By default, each word you type will be searched for individually. You may also try to search an exact phrase by using quotes (“my phrase”) to surround a phrase. The search service may allow a certain amount of phrase slop - meaning that if you have some words out of order in the phrase it may still match.
Wildcards¶
python3.?
10.0.0.*
172.*.4.*
By default, each word you type will match full words only. You may also use wildcards to match parts of words. Wildcard searches can be run on individual terms, using ? to replace a single character, and * to replace zero or more character. ‘demo’ will match the full word ‘demo’ only. However, ‘de*’ will match anything that starts with ‘de’, such as ‘demo_1’. ‘de*1’ will match anything that starts with ‘de’ and ends with ‘1’.
Note
Wildcard queries place a heavy burden on the search service and may perform poorly.
Term Operators¶
+apache
-apache
web +(apache OR python)
Add a ‘+’ or a ‘-‘ to indicate terms that must or must not appear. For example ‘+python -apache web’ would find everything that has ‘python’ does NOT have ‘apache’ and should have ‘web’. This may also be used with grouping. For example, ‘web -(apache AND python)’ would find anything with ‘web’, but does not have either ‘apache’ or ‘python’.
Boolean Operators¶
python AND apache
nginx OR apache
web && !apache
You can separate search terms and groups with AND, OR and NOT (also written &&, || and !). For example, ‘python OR javascript’ will find anything with either term (OR is used by default, so does not need to be specified). However, ‘python AND javascript’ will find things that only have both terms. You can do this with as many terms as you’d like (e.g. ‘django AND javascript AND !unholy’). It is important to use all caps or the alternate syntax (&&, ||), because ‘and’ will be treated as another search term, but ‘AND’ will be treated as a logical operator.
Grouping¶
python AND (2.7 OR 3.4)
web && (apache !python)
Use parenthesis to group different aspects of your query to form sub-queries.
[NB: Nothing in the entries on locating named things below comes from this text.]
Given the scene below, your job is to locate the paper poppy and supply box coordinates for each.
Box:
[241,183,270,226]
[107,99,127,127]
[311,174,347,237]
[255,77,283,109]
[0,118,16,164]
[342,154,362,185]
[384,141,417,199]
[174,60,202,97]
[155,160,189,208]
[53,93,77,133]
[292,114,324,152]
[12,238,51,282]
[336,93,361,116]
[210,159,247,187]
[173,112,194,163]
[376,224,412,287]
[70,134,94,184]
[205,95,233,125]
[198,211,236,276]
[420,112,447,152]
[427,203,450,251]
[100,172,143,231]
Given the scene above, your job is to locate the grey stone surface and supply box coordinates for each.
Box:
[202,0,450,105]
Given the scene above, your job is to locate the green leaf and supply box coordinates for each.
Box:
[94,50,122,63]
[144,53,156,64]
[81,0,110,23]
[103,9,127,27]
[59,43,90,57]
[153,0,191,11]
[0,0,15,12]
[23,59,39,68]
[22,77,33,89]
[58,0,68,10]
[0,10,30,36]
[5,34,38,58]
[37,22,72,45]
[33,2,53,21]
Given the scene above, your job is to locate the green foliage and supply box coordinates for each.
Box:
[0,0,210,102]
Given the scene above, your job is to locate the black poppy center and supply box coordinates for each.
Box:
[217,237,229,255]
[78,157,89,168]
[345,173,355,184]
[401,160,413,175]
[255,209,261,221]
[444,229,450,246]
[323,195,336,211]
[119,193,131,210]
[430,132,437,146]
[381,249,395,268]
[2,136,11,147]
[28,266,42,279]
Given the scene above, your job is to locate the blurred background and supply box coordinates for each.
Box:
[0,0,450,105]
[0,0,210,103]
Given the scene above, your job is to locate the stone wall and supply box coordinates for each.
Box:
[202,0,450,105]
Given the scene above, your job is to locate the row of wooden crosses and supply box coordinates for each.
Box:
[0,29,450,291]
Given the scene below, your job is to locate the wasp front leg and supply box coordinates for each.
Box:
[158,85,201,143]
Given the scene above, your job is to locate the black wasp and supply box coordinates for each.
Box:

For example, ‘web OR (python AND apache)’ will return anything that either has ‘web’ OR has both ‘python’ AND ‘apache’.
Facets¶
name:cirros
name:cirros && protected:false
You may decide to only look in a certain field for a search term by setting a specific facet. This is accomplished by either selecting a facet from the drop down or by typing the facet manually. For example, if you are looking for an image, you may choose to only look at the name field by adding ‘name:foo’. You may group facets and use logical operators.
Range Queries¶
size:[1 TO 1000]
size:[1 TO *]
size:>=1
size:<1000
Date, numeric or string fields can use range queries. Use square brackets [min TO max] for inclusive ranges and curly brackets {min TO max} for exclusive ranges.
IP Addresses¶
172.24.4.0/16
[10.0.0.1 TO 10.0.0.4]
IPv4 addresses may be searched based on ranges and with CIDR notation.
Boosting¶
web javascript^2 python^0.1
You can increase or decrease the relevance of a search term by boosting different terms, phrases, or groups. Boost one of these by adding ^n to the term, phrase, or group where n is a number greater than 1 to increase relevance and between 0 and 1 to decrease relevance. For example ‘web^4 python^0.1’ would find anything with both web and python, but would increase the relevance for anything with ‘web’ in the result and decrease the relevance for anything with ‘python’ in the result.
Reserved Characters¶
python \(3.4\)
The following characters are reserved and must be escaped with a leading (backslash):
+ - = && || > < ! ( ) { } [ ] ^ " ~ * ? : \
Advanced Features¶
CORS - Accessing Searchlight from the browser¶
Searchlight can be configured to permit access directly from the browser. For details on this configuration, please refer to the OpenStack Cloud Admin Guide.